ミッテラン仏国大統領(当時)にフォトンファクトリーの説明を行う西川先生(1982年4月)。

高エネルギー物理学研究所長や東京理科大学長などを歴任され、広く学術研究の発展に尽くされた西川哲治先生が、2010年12月15日に亡くなられました。享年84歳(図1)。
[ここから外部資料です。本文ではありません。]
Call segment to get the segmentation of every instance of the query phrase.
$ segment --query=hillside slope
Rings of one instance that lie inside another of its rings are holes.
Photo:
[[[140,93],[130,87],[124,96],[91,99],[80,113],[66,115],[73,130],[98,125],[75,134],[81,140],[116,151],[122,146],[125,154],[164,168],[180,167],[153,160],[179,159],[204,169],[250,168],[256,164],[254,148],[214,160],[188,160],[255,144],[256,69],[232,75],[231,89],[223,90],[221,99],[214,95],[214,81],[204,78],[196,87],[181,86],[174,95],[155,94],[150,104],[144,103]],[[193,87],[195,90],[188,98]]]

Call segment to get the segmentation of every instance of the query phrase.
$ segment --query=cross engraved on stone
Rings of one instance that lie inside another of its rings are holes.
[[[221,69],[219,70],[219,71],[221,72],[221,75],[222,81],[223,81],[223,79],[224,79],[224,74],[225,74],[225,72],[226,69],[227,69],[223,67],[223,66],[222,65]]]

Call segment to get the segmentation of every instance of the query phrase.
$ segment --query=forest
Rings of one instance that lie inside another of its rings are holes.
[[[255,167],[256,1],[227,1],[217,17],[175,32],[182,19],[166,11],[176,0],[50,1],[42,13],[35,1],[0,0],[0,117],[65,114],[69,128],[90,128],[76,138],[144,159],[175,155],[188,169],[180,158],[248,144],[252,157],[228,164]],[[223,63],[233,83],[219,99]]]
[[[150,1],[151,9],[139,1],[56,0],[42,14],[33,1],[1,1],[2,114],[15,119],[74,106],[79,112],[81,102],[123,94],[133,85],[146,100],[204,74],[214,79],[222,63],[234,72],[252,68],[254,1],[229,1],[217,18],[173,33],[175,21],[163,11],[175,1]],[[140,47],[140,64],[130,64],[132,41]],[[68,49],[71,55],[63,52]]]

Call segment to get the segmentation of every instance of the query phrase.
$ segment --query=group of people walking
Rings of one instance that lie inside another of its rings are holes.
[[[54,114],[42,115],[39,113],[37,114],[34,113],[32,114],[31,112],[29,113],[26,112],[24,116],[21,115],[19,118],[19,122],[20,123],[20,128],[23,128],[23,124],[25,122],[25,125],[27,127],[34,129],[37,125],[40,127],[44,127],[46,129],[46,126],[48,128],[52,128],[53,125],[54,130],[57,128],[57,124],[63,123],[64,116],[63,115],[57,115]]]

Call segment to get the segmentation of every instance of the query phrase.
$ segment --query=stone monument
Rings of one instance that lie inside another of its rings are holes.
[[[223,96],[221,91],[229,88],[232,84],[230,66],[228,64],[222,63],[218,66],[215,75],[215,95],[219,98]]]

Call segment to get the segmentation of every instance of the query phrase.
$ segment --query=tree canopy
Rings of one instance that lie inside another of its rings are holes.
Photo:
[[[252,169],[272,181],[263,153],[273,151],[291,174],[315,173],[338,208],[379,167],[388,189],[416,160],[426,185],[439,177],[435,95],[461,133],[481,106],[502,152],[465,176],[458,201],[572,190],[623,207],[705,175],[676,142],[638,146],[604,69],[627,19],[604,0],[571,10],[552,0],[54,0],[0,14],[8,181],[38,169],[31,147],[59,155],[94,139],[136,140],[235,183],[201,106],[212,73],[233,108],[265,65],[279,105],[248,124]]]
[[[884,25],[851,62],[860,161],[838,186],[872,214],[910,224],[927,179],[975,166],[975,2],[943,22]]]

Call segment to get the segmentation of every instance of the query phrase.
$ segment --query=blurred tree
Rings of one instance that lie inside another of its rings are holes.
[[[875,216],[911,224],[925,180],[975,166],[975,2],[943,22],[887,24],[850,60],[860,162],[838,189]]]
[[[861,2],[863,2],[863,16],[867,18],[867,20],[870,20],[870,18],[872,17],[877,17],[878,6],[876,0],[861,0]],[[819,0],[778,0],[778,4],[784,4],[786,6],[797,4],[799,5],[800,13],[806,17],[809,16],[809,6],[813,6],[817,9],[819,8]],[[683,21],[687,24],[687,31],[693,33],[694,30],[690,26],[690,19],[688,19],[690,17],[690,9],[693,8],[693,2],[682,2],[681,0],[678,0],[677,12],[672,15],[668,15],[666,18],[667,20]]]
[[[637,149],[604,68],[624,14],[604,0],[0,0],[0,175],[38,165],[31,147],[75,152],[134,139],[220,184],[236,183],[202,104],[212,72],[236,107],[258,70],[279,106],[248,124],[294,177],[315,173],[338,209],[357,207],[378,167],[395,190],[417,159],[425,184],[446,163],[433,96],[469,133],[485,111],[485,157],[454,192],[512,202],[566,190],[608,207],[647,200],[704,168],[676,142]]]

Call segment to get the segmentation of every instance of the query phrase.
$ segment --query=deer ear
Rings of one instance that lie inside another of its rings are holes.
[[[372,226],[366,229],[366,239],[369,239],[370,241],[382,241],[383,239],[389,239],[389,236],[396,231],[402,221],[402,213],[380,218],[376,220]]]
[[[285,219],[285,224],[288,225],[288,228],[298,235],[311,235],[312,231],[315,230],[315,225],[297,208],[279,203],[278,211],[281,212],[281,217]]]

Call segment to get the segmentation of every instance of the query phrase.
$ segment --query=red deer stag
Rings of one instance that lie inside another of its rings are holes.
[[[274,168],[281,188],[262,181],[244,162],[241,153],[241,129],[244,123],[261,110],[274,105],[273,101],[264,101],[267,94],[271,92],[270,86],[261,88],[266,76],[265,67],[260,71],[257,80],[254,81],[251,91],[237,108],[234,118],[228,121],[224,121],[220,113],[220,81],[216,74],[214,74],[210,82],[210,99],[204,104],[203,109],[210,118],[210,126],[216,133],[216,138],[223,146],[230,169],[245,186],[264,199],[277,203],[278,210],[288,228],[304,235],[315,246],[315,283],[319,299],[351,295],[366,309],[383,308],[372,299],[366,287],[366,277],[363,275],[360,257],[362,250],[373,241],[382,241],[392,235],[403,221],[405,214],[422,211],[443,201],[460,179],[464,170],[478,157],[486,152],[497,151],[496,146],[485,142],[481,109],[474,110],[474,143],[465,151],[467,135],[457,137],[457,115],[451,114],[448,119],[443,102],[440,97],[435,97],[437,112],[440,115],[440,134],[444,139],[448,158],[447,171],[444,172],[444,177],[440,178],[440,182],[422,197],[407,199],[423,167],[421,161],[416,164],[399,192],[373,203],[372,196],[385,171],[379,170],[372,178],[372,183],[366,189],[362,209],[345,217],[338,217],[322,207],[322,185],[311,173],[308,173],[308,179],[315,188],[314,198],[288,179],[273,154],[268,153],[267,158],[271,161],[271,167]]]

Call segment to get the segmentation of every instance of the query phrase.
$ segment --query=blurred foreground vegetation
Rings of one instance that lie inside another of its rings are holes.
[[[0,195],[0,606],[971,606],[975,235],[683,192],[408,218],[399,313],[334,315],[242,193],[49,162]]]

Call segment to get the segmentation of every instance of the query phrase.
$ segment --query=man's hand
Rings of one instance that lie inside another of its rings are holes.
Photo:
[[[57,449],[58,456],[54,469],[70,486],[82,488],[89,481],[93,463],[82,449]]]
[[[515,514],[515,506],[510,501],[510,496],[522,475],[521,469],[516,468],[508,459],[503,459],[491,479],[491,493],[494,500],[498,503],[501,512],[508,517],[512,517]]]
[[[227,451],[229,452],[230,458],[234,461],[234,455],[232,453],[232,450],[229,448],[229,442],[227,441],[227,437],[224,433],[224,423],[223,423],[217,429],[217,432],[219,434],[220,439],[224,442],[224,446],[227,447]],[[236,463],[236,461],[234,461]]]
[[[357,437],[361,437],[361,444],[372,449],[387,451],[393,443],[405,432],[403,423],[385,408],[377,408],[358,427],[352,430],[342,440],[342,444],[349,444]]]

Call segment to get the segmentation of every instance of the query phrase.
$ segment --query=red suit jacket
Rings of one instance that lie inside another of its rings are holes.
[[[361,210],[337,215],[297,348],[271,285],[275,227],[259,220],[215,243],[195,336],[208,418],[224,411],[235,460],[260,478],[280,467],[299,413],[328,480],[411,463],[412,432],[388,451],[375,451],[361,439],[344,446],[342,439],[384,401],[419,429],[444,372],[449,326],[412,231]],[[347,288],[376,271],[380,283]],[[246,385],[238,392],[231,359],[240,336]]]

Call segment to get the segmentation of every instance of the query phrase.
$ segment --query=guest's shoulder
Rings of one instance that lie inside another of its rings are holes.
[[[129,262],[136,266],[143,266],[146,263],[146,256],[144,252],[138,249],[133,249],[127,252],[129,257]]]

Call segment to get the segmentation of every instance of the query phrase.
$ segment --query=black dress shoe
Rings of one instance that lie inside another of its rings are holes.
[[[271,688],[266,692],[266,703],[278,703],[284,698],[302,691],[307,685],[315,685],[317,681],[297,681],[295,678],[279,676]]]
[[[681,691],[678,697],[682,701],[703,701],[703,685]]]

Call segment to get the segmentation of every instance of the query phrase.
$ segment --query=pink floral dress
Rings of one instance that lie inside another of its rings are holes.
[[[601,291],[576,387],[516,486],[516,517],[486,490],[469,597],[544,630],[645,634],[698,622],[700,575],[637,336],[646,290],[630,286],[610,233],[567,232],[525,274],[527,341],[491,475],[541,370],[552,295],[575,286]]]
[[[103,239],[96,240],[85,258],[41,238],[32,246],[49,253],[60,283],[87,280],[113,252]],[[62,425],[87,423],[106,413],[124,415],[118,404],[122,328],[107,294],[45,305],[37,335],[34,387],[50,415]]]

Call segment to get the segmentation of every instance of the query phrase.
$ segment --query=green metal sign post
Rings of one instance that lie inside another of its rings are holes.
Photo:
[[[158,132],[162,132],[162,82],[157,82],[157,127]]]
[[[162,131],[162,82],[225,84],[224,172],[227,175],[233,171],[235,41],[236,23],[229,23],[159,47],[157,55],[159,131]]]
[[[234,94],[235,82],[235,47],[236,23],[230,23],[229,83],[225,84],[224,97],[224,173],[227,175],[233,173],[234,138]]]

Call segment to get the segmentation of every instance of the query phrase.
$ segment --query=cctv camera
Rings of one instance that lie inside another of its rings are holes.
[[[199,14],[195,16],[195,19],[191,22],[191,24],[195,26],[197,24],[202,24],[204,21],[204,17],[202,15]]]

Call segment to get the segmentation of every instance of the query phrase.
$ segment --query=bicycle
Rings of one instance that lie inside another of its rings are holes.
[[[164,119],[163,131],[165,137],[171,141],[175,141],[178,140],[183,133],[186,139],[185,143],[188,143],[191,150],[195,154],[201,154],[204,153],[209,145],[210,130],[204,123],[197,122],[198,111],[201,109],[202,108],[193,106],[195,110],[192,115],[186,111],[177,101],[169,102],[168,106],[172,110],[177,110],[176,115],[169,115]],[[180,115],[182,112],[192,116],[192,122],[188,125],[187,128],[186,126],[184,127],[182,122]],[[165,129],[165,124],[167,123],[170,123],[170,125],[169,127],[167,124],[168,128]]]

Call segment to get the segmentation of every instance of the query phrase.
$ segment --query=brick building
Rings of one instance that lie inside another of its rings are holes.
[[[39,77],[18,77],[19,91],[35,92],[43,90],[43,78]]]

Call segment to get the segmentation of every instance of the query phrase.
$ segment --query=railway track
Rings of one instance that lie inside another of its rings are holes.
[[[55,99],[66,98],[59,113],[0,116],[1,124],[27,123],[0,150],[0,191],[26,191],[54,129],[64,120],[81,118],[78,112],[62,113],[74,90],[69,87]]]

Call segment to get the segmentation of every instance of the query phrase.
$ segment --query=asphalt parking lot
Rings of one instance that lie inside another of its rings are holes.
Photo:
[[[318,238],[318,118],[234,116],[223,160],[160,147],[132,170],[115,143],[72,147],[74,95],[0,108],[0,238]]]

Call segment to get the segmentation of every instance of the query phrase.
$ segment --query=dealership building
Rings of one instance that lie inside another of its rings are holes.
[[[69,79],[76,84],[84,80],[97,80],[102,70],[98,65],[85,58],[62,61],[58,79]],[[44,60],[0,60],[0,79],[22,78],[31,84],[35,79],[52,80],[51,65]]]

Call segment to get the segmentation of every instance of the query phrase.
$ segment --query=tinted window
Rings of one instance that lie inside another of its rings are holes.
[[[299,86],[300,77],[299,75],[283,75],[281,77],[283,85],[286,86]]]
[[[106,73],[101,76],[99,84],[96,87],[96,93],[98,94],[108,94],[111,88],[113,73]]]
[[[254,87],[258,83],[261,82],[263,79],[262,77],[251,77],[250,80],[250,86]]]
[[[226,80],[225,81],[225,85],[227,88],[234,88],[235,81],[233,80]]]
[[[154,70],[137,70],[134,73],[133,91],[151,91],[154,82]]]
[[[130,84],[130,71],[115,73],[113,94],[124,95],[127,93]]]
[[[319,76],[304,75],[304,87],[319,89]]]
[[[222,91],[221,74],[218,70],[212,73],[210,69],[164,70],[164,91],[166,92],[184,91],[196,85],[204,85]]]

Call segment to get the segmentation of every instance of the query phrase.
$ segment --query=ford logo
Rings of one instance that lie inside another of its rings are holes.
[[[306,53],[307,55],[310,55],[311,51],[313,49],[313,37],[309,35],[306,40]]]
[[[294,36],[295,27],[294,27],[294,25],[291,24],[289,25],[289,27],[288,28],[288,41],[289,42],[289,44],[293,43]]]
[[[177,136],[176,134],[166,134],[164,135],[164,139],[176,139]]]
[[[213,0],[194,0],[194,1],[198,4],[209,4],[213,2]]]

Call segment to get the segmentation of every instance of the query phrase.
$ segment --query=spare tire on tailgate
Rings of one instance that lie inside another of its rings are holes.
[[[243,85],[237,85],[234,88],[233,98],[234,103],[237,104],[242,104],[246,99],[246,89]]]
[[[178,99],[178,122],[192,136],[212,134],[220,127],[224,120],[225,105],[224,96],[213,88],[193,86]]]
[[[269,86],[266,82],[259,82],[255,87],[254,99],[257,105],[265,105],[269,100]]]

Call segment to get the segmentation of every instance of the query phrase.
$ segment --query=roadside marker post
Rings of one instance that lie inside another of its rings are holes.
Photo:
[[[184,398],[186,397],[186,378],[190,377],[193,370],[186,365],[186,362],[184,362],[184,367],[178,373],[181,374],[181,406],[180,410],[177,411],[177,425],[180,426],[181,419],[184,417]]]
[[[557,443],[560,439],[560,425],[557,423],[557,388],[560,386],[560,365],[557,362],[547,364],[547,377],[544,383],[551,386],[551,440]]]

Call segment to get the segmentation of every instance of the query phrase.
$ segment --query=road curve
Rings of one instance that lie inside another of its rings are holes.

西川先生は、1954年に東京大学大学院(霜田研究室)を修了された後、同理学部助手を経て、1956年に東京大学原子核研究所助教授に就任、電子シンクロトロンの建設計画に加わられました。同加速器完成後1961年には教授として東京大学理学部にもどられ、ご自身の研究室を開設されました。そこでは上記シンクロトロンによる高エネルギー物理実験や加速器の開発研究に加え、素粒子研究の拠点となる素粒子研究所創設のために力を注がれました。その結果本計画が、1971年、高エネルギー物理学研究所という形で筑波研究学園都市に実現すると、そこに移られ、当初は加速器研究系研究主幹として、さらに1977年からは12年間にわたり所長として研究所の運営にあたられ、その発展に大きな力を発揮されました。1989年に同研究所を退官されますが、1990年には東京理科大学の学長に就任、その後の11年間は活動の場を大学教育の分野に移されました。一方先生は、学会活動などにも積極的に取り組まれ、1970年には物理学会長、また1985年からの6年間は学術会議会員を務めておられます。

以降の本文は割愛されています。